All afternoon, she thought about the murder, and about Alix de Clairy. She didn’t join the family for supper. She couldn’t endure any more talk of the lady in the dungeon and her possible fate. She’d begun
to think of Alix as a friend, the only friend she had at the court. The thought that she might never see her again saddened her greatly.
FOURTEEN
The world is a forest replete with lions, a mountain replete with serpents and bears, a battle replete with perfidious foes, a dark valley replete with tears, and nothing there is certain.
From a book of moral and practical advice
for a young wife, Paris, 1393
The Châtelet, the seat of the provost of Paris, stood on the banks of the Seine near the Grand Pont, casting a pall over that part of the city. A hideous, fortress-like structure with mismatched towers, surrounded by slaughterhouses and the shops of fishmongers, skinners, tanners, and butchers, it was a place of foul air, putrefying carcasses, and the cries of terrified animals. Not even the sweet sound of bells peeling at the nearby church of Saint-Jacques-la-Boucherie, the parish church of the butchers, could lessen its sinister aura.

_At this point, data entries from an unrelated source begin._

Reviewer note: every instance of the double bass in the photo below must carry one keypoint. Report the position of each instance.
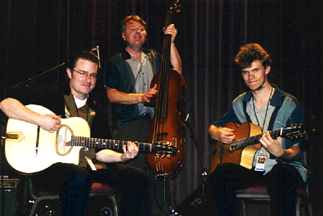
(167, 125)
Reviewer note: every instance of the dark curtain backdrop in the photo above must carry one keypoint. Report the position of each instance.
(37, 35)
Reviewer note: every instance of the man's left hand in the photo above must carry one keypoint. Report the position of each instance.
(130, 151)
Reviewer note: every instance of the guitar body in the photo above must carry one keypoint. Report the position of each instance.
(244, 156)
(37, 149)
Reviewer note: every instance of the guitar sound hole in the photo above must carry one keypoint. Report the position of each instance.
(215, 152)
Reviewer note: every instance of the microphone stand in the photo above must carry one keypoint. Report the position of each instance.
(205, 172)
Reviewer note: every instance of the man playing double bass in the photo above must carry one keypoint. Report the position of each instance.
(278, 164)
(129, 74)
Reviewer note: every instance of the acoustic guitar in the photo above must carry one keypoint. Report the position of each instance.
(246, 142)
(30, 149)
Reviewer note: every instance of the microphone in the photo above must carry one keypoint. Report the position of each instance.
(98, 53)
(187, 116)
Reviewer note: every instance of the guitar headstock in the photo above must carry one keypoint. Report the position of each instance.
(164, 148)
(175, 6)
(294, 131)
(16, 136)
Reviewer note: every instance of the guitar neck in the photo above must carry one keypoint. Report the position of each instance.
(105, 143)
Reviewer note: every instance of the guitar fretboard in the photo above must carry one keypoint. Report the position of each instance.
(254, 139)
(106, 143)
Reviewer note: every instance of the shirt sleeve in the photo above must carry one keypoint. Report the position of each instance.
(297, 118)
(230, 116)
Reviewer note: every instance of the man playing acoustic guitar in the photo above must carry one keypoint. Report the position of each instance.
(73, 182)
(278, 163)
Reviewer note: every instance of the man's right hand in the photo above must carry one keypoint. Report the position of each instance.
(222, 134)
(49, 122)
(146, 97)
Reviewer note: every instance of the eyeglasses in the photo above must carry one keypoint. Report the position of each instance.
(86, 74)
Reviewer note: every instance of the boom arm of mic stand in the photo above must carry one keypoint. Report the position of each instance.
(38, 75)
(205, 172)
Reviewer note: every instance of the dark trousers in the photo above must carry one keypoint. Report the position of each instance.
(73, 184)
(282, 182)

Everyone knew what lay behind the thick walls of the prison: cells where prisoners were crowded together like cattle, sleeping on floors with only the thinnest layer of straw to protect them from the cold; dungeons with air so thick with dirt no candle would stay lit; and, most feared of all, a pit in the shape of an inverted funnel where those accused of heinous crimes were forced to stand in water up to their knees, unable to sit or lie down.

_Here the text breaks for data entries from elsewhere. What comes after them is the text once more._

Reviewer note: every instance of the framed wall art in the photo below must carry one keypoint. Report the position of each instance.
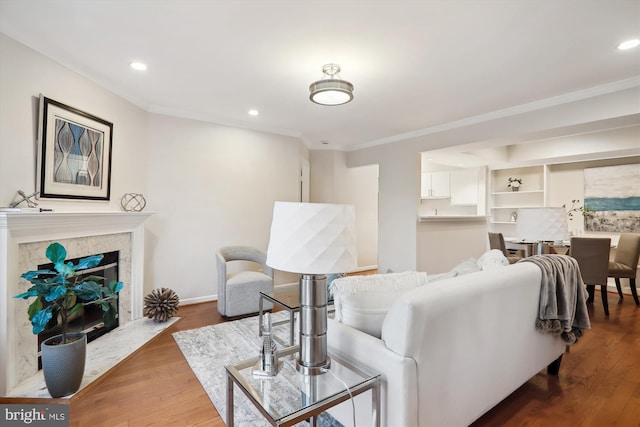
(74, 153)
(612, 198)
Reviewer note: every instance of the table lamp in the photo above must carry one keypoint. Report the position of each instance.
(548, 224)
(313, 239)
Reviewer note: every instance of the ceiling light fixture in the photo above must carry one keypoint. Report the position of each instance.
(629, 44)
(331, 90)
(138, 66)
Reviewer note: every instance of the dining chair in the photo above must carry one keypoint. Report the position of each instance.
(592, 255)
(625, 262)
(496, 241)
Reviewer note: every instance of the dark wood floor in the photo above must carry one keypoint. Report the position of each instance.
(598, 385)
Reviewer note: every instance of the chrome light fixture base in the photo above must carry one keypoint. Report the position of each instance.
(331, 90)
(312, 358)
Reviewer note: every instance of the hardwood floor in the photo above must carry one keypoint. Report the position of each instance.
(598, 384)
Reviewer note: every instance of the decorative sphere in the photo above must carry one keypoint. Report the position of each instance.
(133, 202)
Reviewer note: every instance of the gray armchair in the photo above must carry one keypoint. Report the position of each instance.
(238, 292)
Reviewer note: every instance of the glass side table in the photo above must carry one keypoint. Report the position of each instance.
(291, 397)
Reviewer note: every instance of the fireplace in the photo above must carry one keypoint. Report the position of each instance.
(89, 320)
(24, 238)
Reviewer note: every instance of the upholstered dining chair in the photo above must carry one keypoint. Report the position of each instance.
(625, 262)
(496, 241)
(592, 254)
(238, 286)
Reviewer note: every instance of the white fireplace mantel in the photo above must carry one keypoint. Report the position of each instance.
(17, 228)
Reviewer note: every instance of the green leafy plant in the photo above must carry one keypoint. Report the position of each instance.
(62, 294)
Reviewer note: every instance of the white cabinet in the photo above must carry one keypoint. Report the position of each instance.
(464, 186)
(434, 185)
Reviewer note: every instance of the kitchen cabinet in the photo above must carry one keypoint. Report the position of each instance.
(464, 186)
(435, 185)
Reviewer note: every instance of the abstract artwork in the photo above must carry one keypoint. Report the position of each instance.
(612, 198)
(74, 158)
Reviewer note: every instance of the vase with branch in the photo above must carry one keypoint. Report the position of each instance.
(514, 183)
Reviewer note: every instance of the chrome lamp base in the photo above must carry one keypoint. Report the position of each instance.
(312, 358)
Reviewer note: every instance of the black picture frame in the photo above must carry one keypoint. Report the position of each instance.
(74, 153)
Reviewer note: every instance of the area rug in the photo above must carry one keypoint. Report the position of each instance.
(210, 348)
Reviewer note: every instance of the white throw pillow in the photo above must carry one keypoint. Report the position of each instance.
(467, 266)
(492, 259)
(362, 302)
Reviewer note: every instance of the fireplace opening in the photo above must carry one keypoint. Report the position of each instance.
(89, 319)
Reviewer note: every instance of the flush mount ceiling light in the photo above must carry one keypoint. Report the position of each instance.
(138, 66)
(331, 90)
(629, 44)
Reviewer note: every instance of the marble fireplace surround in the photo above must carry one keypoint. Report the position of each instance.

It was to this dreaded prison that Alix de Clairy was brought on the night of Hugues de Précy’s murder. At the Hôtel Saint-Pol, the palace guards had found her lying on the ground next to the body of her husband, dazed and confused, and they had summoned the sergeants from the Châtelet, who had carried her to the prison. She was brought before the jailer, who asked her for her name and wrote it in a large register. He looked at the sergeants and asked, ‘What charge?’ One of the men stepped forward. ‘Arrested for the murder of her husband.’ The jailer wrote that in a second register. Then she awoke from her stupor.